By William Hall | Published in MaineBiz August 24, 2022
The Eastern Trail — a greenway that ultimately will run 65 miles between Kittery and South Portland — is steadily bolstering Maine’s outdoor recreation economy. And now a national conservation group has honored the trail for the path it’s blazed.
The ET was inducted this month into the Rail-Trail Hall of Fame, a group of only 35 other former railroad corridors across the U.S. honored for the economic, social and quality-of-life value they now bring as recreational space.
The Hall of Famers are selected by an annual, nationwide public vote through the Rails-to-Trails Conservancy, a nonprofit trails advocate with over 1 million members. This year’s vote, from July 22 to Aug. 2, was a face-off among the Eastern Trail, Alaska’s Tony Knowles Coastal Trail and Grant’s Trail in Missouri.
“Maine’s Eastern Trail is an example of the type of walking and biking infrastructure that can serve as a tourism destination and a mobility hub for the region,” said Ryan Chao, the conservancy’s president, in a news release.
“This trail is an inspiration. It demonstrates how a long-distance trail can serve as the foundation for a regional trail network that connects people and places, providing safe and accessible transportation options, economic opportunity and a boon for everyone’s quality of life.”
Previous Hall of Fame inductees include the High Line in New York City, one of Manhattan’s most popular recreational spaces and tourist attractions, which has been credited with spurring a wave of new development in the West Chelsea neighborhood over the past decade.

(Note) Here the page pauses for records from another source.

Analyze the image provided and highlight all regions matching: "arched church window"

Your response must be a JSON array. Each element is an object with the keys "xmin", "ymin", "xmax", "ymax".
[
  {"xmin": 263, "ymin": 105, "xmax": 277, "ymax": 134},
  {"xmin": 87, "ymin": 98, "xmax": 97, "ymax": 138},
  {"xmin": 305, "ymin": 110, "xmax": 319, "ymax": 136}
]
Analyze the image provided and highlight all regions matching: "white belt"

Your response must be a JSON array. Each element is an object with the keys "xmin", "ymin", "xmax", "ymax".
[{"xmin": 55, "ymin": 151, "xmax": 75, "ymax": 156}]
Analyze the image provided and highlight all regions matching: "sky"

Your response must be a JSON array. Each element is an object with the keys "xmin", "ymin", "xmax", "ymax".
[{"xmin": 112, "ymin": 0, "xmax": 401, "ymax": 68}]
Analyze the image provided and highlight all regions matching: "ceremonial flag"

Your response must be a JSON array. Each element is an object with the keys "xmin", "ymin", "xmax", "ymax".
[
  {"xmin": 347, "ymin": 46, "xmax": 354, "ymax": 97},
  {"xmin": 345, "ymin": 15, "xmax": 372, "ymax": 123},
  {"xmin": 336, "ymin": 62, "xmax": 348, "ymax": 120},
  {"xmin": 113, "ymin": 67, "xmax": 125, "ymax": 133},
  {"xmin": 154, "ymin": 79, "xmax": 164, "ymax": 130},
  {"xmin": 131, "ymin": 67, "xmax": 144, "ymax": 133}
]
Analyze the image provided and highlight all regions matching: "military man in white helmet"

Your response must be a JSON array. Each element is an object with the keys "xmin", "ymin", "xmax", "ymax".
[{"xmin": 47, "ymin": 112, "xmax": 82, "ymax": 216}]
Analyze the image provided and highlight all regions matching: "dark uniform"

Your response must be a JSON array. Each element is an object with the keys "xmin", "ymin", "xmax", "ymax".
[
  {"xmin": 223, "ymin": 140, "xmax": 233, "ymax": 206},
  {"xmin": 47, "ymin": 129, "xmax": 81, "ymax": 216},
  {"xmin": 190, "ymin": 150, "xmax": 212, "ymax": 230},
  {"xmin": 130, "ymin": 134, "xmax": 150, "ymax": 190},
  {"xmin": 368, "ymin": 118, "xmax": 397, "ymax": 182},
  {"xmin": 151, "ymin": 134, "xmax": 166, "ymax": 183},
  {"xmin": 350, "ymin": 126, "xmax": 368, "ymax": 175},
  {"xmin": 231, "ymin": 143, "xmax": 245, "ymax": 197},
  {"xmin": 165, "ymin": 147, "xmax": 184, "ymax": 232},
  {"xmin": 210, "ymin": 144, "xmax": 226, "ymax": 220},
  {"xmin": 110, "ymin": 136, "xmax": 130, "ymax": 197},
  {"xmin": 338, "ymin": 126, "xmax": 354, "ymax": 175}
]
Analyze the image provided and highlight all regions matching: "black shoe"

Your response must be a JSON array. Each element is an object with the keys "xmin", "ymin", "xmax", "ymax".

The Eastern Trail is New England’s fourth trail to make the Hall of Fame, after honorees in Massachusetts, Rhode Island and Vermont.
A consultant’s study last November for the Southern Maine Planning and Development Commission showed the Eastern Trail generated $44.6 million in annual economic benefits and supported 364 jobs across the state. It’s also estimated that roughly 250,000 people, from Maine and beyond, use the trail annually, and each user spends an average of $118 per day.
More than 24 miles of the Eastern Trail are already complete, with another 16 under construction. Once those portions are complete, the trail is expected to generate an additional $5.9 million in annual earnings and sales.
The Eastern Trail is being built along the corridor of the former Eastern Railroad, the first rail line to connect Boston to Portland, operating from 1842 until 1945. A group of volunteers has been advocating for the trail’s development since 1998.